When you open a large glossy cookbook, you don't expect to see photographs of young chefs folding napkins, spraying each other with water, scrubbing floors on all fours, taking heavy trays of scraps to the recycling bins, ironing tablecloths while they're on the table, slurping spaghetti from bowls, foraging for fallen olives, spooning down ice-cream and generally enjoying some downtime.

Yet the Swedish photographer Per-Anders Jorgensen's stunning new oeuvre does just that.

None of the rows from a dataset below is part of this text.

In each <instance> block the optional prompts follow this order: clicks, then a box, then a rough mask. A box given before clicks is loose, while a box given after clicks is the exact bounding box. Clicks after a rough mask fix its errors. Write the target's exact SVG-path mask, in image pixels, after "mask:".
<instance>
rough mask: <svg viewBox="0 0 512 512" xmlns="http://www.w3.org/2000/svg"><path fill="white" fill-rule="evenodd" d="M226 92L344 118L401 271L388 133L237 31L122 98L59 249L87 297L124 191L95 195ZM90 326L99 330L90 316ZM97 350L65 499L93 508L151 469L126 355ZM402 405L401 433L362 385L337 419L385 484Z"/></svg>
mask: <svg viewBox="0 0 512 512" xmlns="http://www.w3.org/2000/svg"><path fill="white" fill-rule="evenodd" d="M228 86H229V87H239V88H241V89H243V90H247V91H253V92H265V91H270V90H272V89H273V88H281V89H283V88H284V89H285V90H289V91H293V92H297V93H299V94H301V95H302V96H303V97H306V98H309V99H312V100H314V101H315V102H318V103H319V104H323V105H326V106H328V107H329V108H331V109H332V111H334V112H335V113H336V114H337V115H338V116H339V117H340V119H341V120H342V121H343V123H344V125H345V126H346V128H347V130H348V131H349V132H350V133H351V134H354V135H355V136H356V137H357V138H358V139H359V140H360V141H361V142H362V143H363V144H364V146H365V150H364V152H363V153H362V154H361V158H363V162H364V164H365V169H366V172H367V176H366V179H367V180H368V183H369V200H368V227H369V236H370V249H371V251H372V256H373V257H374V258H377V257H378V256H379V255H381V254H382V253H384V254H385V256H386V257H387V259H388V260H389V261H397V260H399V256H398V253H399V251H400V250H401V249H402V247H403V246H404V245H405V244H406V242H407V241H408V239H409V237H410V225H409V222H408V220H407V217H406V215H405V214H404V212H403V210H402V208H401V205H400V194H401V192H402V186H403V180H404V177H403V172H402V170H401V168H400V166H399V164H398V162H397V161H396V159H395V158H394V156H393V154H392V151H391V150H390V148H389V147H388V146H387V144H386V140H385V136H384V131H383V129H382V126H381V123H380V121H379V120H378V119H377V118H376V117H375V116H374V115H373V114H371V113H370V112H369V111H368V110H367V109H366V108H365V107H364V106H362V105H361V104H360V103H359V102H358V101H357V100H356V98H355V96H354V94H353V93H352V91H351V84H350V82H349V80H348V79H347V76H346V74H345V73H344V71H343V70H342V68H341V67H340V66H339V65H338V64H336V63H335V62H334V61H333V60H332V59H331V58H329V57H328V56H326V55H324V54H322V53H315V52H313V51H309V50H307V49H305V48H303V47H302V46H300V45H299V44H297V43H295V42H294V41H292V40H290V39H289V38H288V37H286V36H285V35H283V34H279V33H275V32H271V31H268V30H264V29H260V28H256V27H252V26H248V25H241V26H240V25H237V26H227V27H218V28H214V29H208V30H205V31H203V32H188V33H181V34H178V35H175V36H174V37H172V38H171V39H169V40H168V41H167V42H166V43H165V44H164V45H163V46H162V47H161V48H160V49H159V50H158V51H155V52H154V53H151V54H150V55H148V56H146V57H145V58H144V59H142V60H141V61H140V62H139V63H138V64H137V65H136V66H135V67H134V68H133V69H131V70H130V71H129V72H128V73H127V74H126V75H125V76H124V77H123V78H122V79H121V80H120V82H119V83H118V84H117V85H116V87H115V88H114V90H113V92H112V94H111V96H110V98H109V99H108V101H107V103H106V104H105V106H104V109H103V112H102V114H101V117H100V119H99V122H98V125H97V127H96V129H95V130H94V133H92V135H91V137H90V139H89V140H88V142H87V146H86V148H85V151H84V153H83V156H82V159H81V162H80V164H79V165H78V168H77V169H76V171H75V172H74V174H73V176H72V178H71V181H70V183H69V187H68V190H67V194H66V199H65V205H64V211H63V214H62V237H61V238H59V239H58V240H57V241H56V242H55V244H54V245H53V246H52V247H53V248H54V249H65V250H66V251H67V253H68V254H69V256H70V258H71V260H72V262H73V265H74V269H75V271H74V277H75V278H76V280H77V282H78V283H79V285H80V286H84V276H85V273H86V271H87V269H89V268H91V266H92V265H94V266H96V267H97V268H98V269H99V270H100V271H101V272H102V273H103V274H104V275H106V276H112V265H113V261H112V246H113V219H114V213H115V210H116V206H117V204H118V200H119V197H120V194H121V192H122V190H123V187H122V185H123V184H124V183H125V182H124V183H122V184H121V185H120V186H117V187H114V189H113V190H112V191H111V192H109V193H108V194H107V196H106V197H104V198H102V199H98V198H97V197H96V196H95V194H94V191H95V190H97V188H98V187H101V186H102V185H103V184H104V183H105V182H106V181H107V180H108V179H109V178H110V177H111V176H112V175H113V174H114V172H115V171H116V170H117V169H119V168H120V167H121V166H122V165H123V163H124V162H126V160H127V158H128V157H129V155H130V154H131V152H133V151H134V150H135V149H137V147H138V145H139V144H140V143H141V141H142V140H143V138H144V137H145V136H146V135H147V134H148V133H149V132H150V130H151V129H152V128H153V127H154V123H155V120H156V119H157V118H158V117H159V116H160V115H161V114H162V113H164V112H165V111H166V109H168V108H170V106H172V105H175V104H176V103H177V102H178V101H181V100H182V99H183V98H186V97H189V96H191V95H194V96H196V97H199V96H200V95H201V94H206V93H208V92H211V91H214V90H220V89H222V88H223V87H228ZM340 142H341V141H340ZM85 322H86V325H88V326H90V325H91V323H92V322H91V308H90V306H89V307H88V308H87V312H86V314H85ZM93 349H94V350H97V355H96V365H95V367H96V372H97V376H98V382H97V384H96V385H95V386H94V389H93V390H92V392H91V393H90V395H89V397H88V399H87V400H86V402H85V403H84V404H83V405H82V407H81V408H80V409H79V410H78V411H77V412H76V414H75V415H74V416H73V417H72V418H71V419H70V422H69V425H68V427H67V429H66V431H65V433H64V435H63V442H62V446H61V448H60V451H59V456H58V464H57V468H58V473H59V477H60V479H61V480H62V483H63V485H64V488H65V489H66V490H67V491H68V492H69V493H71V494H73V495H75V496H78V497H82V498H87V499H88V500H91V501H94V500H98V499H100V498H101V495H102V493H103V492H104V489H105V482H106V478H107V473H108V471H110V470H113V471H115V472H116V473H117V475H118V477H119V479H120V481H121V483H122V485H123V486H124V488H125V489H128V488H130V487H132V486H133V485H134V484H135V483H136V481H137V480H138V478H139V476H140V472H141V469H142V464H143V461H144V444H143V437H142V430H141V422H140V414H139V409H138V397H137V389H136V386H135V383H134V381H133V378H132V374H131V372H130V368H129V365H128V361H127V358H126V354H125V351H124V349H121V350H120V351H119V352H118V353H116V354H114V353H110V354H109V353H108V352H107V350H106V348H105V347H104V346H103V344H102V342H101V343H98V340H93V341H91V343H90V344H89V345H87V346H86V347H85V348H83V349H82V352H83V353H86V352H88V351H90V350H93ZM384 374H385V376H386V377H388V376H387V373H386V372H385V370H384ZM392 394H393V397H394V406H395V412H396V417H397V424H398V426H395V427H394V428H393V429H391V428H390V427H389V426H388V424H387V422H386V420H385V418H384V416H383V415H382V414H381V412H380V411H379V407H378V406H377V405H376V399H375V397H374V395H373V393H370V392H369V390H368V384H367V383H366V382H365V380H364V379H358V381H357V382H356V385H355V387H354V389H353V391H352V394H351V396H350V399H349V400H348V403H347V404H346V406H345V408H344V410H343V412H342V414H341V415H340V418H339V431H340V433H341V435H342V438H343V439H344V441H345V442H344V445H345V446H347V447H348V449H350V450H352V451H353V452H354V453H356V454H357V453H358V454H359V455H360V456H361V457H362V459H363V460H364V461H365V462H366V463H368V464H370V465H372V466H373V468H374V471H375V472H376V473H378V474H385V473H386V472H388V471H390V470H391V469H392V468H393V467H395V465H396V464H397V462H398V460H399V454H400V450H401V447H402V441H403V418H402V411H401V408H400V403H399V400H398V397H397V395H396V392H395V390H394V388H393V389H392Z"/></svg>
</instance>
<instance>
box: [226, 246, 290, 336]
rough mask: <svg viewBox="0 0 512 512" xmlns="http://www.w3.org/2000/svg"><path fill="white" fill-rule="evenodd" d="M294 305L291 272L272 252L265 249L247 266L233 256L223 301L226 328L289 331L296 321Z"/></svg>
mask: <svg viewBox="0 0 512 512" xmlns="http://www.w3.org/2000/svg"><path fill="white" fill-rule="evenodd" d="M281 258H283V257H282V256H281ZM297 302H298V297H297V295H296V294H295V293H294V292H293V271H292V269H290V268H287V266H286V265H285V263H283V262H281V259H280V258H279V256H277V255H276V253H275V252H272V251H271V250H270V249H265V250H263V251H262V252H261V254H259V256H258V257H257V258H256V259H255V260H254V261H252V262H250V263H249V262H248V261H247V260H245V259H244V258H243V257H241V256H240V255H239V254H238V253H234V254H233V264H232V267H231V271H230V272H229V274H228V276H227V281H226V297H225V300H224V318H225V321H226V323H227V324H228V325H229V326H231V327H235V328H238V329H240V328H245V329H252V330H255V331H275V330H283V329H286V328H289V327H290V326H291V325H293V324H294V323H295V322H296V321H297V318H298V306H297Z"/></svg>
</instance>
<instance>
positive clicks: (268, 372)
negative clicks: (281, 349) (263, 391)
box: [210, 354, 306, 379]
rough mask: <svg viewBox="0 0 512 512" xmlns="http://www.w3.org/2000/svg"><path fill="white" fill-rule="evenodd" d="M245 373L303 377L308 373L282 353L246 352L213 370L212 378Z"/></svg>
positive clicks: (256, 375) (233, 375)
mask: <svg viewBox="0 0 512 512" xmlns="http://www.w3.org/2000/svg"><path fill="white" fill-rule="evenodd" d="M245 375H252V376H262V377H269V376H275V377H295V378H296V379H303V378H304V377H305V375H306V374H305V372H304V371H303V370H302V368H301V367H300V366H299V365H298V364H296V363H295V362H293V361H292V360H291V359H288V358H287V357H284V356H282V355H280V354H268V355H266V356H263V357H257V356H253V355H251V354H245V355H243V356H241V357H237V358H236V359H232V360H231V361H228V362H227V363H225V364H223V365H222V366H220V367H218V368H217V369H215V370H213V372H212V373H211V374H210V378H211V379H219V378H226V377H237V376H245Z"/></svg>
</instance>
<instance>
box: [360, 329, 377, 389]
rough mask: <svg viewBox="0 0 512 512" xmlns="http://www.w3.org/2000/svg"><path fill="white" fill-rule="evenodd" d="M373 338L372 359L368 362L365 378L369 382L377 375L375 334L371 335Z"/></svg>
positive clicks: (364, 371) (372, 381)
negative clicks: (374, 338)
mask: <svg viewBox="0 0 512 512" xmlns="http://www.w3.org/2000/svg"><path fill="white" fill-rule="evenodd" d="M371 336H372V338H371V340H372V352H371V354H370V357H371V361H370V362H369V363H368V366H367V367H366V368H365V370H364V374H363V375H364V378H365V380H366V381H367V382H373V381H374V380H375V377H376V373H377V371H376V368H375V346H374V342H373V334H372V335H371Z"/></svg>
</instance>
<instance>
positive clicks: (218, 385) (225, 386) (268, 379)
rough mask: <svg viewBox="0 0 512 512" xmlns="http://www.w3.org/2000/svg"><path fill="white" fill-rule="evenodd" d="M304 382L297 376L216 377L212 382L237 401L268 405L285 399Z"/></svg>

It's intended to shine a light on the hidden side of the job: the hard graft (or "brute hard work", as the author describes it) that goes into running one-star, two-star and three-star Michelin restaurants. Aside from the mundane tasks, what we're also seeing is staff members preparing their own daily staff meal - something not many of us are aware of, yet it's crucial to the smooth-running of the kitchen. Jorgensen's series of 200 affectionate and offbeat photographs gives readers a glimpse of the all-important sense of unity experienced by all staff members, from kitchen porters to head chefs to front-of-house servers and glass polishers - and it looks like great fun. To make us readers feel we're part of it, there are recipes to make at home.

The staff meal, or family meal as it's often referred to in the trade, has multiple roles. It is essential for morale and for promoting a sense of belonging, which is vital for creating the right atmosphere front of house. (I once sat with the staff, including Michel Roux Jr and senior sous-chef Monica Galetti, at Le Gavroche in London's Mayfair to share their 5pm meal of roast chicken legs and spaghetti with fresh tomato sauce. It was simple and delicious, and the banter was great.) In southern Europe, it's eaten round the table like a big extended family; in other parts of the world it's more often than not eaten standing up. "No matter," writes Jorgensen. "Wherever the family meal is deeply rooted in the culture of the restaurant, you find a business that is thriving and a staff who are happy."

At Noma, the world's No1 restaurant in Copenhagen, there are lots of stagiaires (interns) from all over the world, so the staff meal is a way of showcasing the food of their home country. Consequently, says Jorgensen, they understand each other better and are more powerful as a team. At Il Canto, Siena, Italy, the head chef insists on cooking the staff meal himself to show his appreciation of his team; as a result he believes they work with added passion. At Le Chateaubriand in Paris, someone will simply open the walk-in refrigerator and cook with what's available. In other kitchens, each member of staff gets a chance to cook.

The point of the shared staff meal is that it creates friendly rivalry and a sense of pride which, Jorgensen says, is a positive energy that ripples out to the dining room. It is what makes a good restaurant great. He predicts it won't be long until the casual, family-style meal moves out of professional kitchens to become the theme of the restaurants themselves.

So what do they actually eat? Jorgensen describes it as good, rustic, traditional food - the type so many chefs strive to deliver to customers, and that customers now want to cook at home. At Alice Waters's Chez Panisse in California, it's a three-course outdoor meal at 8.30pm after first sitting, where everyone discusses the menu, the food, art and politics. Everyone feels they belong as they tuck into summer vegetable soup with pesto, squab torte and champagne jelly. At Anne-Sophie Pic's Maison Pic in Valence, France - the only three-starred Michelin restaurant in France with a female head chef - it's chicken liver salad, roast chicken with apple and onion confit followed by chocolate mousse (see panel) for 100 staff in a special dining area. At Thomas Keller's French Laundry in California, staff get cafeteria-type compartmentalised trays ("prison plates") filled with modern American regional food like pulled-pork buns, meatball sandwiches, fried chicken or rice pudding - the antithesis to fine-dining food but prepared with incredible care, skill and attention to detail.

Fergus Henderson's St John in London is one of the few places where staff eat the same as the diners. "The philosophy of using every part of the animal runs so deep that staff have to be comfortable with it," he says. As cheaper cuts are viewed as a delicacy, it's seen as a perk of the job to eat them: so there is no fear of fat or offal or marrowbone. Every day at 11am and 5pm, staff sit down to get stuck into devilled kidneys with mash, slices of ox heart with thick hand-cut chips, bread soaked in the rendered fat of a hunk of pork. That way, all staff, from all parts of the world, get to experience "the essence of no-nonsense Britishness" - exactly what you get in the dining room.

It's interesting to note that while modern cooking has become a serious art, it's also increasingly instinctive. This is the case with the kitchen "family meal" and also when cooking at home. As the author's interviews testify, "The act of cooking should be free-form and open-ended, a journey as much as a destination."

Eating With The Chefs: Family Meals From The World's Most Creative Restaurants by Pers-Anders Jorgenson is published by Phaidon, priced £39.95.